Em tom mais duro que o habitual, Lula reconheceu que a Rússia “errou” ao violar a soberania do país vizinho. Mas logo na sequência minimizou a crítica indireta a Vladimir Putin — que, com o brasileiro, integra os Brics — dizendo que “quando um não quer, dois não brigam”. E negou o envio de munições a Kiev:

— O Brasil não tem interesse em passar as munições para a guerra entre Ucrânia e Rússia. Nosso último passivo foi a Guerra do Paraguai. Estamos precisando, sim,é de quem vai achar a paz entre Ucrânia a Rússia.

Scholz, contudo, manteve seu tom enfático:

— A Rússia deve compreender que falhou com seus objetivos. E é importante que haja um passo( dela) para haver negociações de paz — disse o chanceler alemão, ao lado de Lula.

A nota oficial do Itamaraty após o encontro explicitou a condenação da invasão ucraniana pela Rússia, em tom mais próximo ao adotado pelos alemães. “(O Presidente Lula e o Chanceler Scholz) Deploraram enfaticamente a violação da integridade territorial da Ucrânia pela Rússia e a anexação de partes de seu território como violações flagrantes do direito internacional”, informa a nota.

Acordo Mercosul-UE

No início da entrevista, Scholz prestou solidariedade ao governo brasileiro e às instituições atacadas por golpistas bolsonaristas radicais em 8 de janeiro.

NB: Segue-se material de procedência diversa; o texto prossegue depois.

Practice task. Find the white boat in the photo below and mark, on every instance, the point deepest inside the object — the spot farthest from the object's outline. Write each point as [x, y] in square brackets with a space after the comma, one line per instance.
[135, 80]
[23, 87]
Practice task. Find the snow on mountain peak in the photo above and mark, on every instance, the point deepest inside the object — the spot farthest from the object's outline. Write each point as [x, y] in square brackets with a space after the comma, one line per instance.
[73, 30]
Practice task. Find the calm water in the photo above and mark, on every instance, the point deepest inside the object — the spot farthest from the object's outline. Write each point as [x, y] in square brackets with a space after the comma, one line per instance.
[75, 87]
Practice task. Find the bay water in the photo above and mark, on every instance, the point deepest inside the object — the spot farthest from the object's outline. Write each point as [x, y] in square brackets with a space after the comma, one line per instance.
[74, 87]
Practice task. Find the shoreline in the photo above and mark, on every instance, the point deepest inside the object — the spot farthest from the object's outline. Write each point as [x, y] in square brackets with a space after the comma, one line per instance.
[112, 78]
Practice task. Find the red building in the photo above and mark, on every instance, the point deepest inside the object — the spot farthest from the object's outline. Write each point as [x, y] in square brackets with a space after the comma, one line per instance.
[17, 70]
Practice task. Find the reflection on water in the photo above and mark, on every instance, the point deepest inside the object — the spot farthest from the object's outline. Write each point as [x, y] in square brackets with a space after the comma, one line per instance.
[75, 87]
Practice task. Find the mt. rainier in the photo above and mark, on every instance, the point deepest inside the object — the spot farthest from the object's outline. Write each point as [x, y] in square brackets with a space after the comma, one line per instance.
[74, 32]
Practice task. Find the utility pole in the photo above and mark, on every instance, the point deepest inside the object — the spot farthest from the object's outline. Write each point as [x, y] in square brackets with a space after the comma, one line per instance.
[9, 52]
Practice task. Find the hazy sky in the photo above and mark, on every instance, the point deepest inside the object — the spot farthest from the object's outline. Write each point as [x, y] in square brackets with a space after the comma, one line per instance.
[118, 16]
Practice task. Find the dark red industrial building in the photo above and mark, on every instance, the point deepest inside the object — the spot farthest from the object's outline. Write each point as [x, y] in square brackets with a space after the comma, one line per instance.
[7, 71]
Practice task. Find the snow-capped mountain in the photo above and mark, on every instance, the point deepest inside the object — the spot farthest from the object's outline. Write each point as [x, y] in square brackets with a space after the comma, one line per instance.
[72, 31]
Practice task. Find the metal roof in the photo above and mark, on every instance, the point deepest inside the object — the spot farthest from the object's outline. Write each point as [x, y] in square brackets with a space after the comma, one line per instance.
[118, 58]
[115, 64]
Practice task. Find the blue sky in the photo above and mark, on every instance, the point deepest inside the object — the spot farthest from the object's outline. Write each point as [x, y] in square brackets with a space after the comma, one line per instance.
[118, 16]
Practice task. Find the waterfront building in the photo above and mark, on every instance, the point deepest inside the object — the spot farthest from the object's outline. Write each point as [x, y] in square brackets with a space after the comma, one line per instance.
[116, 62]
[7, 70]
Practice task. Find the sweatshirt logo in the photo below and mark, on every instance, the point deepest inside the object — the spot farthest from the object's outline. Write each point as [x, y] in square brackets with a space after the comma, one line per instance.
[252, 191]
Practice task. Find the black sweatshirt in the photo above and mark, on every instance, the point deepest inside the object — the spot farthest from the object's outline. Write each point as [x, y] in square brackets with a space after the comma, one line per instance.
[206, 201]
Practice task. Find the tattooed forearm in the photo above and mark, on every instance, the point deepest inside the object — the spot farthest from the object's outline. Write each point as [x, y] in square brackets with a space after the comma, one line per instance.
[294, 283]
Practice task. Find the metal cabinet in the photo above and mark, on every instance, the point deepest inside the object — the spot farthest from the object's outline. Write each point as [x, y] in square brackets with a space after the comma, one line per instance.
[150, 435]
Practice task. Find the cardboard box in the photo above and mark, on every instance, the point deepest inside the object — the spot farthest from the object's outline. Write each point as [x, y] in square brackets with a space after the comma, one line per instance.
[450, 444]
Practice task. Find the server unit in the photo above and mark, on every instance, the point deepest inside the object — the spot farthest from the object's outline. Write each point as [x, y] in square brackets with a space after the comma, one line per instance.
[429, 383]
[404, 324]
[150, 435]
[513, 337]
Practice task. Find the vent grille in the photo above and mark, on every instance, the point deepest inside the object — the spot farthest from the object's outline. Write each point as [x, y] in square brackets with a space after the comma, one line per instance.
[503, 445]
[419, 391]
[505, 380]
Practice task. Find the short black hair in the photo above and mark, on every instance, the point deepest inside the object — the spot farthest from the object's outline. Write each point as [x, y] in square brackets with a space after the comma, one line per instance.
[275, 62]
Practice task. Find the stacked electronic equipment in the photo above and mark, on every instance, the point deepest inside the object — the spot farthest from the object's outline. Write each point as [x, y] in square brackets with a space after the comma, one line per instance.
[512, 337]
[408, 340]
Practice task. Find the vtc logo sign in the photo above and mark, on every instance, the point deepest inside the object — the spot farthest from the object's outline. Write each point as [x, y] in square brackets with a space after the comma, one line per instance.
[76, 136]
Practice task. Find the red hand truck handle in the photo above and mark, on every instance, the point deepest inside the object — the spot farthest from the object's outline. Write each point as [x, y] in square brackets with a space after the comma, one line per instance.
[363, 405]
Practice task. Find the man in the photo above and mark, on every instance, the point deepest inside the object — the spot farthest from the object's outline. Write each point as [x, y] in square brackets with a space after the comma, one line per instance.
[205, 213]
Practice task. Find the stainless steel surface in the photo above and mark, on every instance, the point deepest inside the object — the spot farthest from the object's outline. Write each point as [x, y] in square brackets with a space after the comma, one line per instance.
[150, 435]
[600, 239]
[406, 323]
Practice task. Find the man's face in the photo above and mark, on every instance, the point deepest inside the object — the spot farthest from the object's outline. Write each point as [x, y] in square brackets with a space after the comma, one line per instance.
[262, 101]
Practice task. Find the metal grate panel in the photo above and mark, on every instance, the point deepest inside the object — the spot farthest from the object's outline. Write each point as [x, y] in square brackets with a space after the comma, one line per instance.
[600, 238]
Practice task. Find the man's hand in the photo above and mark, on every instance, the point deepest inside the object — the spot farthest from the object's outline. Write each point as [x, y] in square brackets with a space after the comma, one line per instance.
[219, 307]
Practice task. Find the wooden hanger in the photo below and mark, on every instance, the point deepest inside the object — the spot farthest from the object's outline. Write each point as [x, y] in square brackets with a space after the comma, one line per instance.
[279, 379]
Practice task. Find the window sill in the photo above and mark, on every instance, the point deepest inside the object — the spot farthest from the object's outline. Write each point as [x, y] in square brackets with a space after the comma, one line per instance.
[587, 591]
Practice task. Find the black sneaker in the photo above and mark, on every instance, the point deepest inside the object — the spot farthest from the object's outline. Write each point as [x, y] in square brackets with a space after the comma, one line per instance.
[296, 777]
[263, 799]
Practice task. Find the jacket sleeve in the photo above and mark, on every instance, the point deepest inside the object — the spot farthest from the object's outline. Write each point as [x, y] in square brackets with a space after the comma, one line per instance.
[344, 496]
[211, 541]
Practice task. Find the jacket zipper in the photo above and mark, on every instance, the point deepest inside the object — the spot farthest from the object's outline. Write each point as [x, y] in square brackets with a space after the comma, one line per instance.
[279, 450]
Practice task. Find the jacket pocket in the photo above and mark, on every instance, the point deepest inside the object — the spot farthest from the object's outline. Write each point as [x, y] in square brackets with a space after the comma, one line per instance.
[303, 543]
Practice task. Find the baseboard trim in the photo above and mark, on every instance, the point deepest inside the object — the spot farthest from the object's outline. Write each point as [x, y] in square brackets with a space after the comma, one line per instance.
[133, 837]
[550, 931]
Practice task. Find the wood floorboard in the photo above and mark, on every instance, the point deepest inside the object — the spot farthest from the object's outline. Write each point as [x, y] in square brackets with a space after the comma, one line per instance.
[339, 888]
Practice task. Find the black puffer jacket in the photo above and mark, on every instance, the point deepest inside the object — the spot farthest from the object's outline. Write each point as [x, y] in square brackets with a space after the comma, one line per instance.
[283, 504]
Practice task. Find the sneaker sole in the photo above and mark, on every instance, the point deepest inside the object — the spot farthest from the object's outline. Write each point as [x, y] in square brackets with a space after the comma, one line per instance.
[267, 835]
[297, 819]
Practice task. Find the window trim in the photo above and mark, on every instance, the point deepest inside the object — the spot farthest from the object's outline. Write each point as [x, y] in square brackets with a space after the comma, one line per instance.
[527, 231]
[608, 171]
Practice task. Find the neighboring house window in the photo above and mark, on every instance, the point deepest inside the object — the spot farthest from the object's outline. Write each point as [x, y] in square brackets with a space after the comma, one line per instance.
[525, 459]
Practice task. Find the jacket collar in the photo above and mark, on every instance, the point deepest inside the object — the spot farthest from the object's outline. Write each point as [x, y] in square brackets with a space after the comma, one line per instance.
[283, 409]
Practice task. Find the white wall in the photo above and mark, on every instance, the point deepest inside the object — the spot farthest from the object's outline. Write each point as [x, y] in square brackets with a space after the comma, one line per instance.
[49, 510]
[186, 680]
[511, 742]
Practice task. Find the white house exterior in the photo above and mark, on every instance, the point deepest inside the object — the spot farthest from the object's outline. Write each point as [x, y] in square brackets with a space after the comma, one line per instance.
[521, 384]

— Estar aqui hoje (no Palácio do Planalto) me deixa emocionado, porque as imagens da invasão do Congresso, do Supremo e deste palácio estão ainda presentes na minha memória. Estamos consternados. Ainda vemos resquícios da destruição, e gostaria de expressar a defesa da democracia. Podem contar com a solidariedade da Alemanha por esse ataque ultrajante — disse o chanceler.

Lula expressou, ainda, a intenção de trabalhar para o fechamento do acordo de comércio entre o Mercosul e a União Europeia até julho, embora tenha defendido a reabertura das negociações:

— Alguma coisa tem que ser mudada. Não pode algumas coisas que estão lá. Temos que ser flexíveis, e eles também. Uma coisa que para nós é muita clara é a questão das compras governamentais. É uma forma de fazer crescer pequenas e médias empresas com investimento do governo. Estaríamos jogando fora uma forma de desenvolver essas empresas (se fossemos impedidos) — disse Lula.

— Quero dizer que nós vamos fechar esse acordo até o fim deste semestre.

Scholz também ressaltou a importância de o acordo ser fechado.

— O acordo Mercosul e UE é de interesse das duas partes. E por isso precisamos preparar o caminho para fortalecer nossas economias — disse o alemão.

O encontro de Lula com o chanceler alemão ocorre menos de uma semana após a visita do presidente á Argentina e ao Uruguai. Em Montevidéu o petista se comprometeu a acelerar o acordo com os europeus, para tentar frear a negociação dos uruguaios com os chineses por um tratado de livre comércio.

Pacote de € 200 milhões

Na entrevista, Lula demonstrou proximidade ao chanceler alemão e fez brincadeira com o futebol:

— A única coisa que não pode acontecer é a Alemanha vir jogar bola no Brasil e ganhar da Seleção Brasileira de 7×1 — gracejou.

Mais cedo, o governo alemão anunciou um pacote de € 200 milhões em investimentos na proteção da Amazônia e no incentivo a energias renováveis no Brasil. O retorno dos investimentos estrangeiros no fundo era uma das mudanças mais aguardadas pelo novo governo. O apoio foi interrompido logo no início do governo de Jair Bolsonaro em meio às dúvidas de países europeus em relação ao interesse do então presidente na redução do desmatamento.

A ministra da Cooperação Econômica e Desenvolvimento da Alemanha, Svenja Schulze, também indicou o apoio a um fundo garantidor de eficiência energética para pequenas e médias empresas, a um projeto para reflorestamento, empréstimo subsidiados a agricultores que reflorestarem suas terras e apoio a estados da Amazônia para ações para proteção florestal.